What was discovered is that there seems to be eight discrete learning behaviors that occur as part of this interaction, and that these behaviors can be grouped into three categories that reflect increased interaction and depth of involvement.

1. Initiation behaviors:

  1. Testing out the activity
  2. Spending time watching others engaging in the activity
  3. Information and assistance offered by staff or other visitors

Above all else, visitors need to "feel safe" about committing themselves to engagement with an activity, especially in a public setting. Initiation behaviors enable them to "test the waters" with minimum personal risk and can be seen as the first step in learning.


2. Transition behaviors:

  1. Repeating the activity
  2. Expressing positive emotional responses in reaction to engaging in the activity

Smiles and outbursts of enjoyment along with repetition indicate that a level of comfort has been achieved and that visitors are comfortable ... and even eager ... to engage themselves more thoroughly in the activity. Regardless of whether the activity is repeated in order to better understand it, to master the functions or to observe different outcomes, the net outcome is a more committed and motivated learning behavior.

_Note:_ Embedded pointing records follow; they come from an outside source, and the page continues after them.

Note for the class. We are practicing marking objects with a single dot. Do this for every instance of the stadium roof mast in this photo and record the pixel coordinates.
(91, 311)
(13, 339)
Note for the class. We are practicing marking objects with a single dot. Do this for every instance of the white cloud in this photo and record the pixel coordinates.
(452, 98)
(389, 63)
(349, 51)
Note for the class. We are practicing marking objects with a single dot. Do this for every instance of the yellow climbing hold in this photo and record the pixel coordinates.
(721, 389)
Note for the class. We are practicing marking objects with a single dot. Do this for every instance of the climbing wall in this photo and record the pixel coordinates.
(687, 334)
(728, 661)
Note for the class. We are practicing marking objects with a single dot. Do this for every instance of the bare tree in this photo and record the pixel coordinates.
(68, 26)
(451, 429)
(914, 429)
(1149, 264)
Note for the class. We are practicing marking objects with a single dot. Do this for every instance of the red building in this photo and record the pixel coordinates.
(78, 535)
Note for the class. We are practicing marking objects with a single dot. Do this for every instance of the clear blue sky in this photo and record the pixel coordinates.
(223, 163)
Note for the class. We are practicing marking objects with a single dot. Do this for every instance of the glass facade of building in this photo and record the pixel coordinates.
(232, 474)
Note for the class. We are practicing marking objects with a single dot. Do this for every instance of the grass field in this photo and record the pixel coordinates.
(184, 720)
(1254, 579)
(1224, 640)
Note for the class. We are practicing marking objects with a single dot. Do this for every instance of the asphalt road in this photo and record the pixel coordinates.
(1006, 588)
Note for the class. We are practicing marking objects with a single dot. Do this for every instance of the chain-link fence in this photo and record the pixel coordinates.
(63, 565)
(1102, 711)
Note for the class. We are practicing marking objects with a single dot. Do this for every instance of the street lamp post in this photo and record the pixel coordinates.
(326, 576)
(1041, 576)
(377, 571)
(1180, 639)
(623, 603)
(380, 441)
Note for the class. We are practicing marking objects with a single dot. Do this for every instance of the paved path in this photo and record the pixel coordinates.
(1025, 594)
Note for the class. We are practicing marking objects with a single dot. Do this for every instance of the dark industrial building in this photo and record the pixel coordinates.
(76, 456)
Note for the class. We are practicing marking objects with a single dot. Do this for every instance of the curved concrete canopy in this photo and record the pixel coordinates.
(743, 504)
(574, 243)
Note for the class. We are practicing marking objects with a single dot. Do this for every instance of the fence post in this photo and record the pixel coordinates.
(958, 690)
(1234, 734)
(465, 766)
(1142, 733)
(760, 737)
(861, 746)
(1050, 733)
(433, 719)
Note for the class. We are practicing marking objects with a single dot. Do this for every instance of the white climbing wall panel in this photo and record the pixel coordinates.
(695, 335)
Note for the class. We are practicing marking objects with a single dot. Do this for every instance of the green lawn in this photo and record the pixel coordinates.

3. Breakthrough behaviors:

  1. Referring to past experiences while engaging in the activity
  2. Seeking and sharing information
  3. Engaged and involved: testing variables, making comparisons and using information gained from the activity

Each of these behaviors acknowledges the relevance of the activity, and the learning gained from the activity, to the individual's everyday life. A personal level of comfort has been established that encourages a free flow of ideas and exchanges, and enables real learning to occur.

The Learning Behaviors in the Nature Exchange
An analysis of the visitor experience in
the Nature Exchange indicates that visitors rapidly pass through the first two behavior categories and that high levels of "Breakthrough Behaviors" occur on a regular basis.

  • Visitors involved in trading commonly refer to past experiences when presenting an item for trade, either by mentioning where it had been found or how they discovered its identity. For example, children describing their items to the staff person explain it this way: "I found a beaver stick when we were camping in French River..." or "I found this in a raspberry patch near my house".
  • Seeking and sharing information are behaviors that permeate the entire experience, both before and during the visit. Visitors seek information about their items for trade before coming to the Nature Exchange and are eager to share this information with the staff person. Information shared ranges from "this rock has a lot of colors" to "this is fluorite...when we scratch it with a metal nail, the hardness test says it's fluorite".
  • Engaged and involved is exemplified most profoundly when visitors describe their items, discuss the observations of their item and draw conclusions about their item with the staff person. For example, a young boy pointed out beaver teeth marks on the stick he brought in, while another visitor, trading clam shells explains, "I know that starfish eat them and sea gulls too. They open them and eat them". The trading activity is very involved, lasting from five to forty minutes. This level of engagement and motivation indicates a rich learning experience about the natural items brought in by the traders and encourages a commitment to learning outside the science center and into the home environment.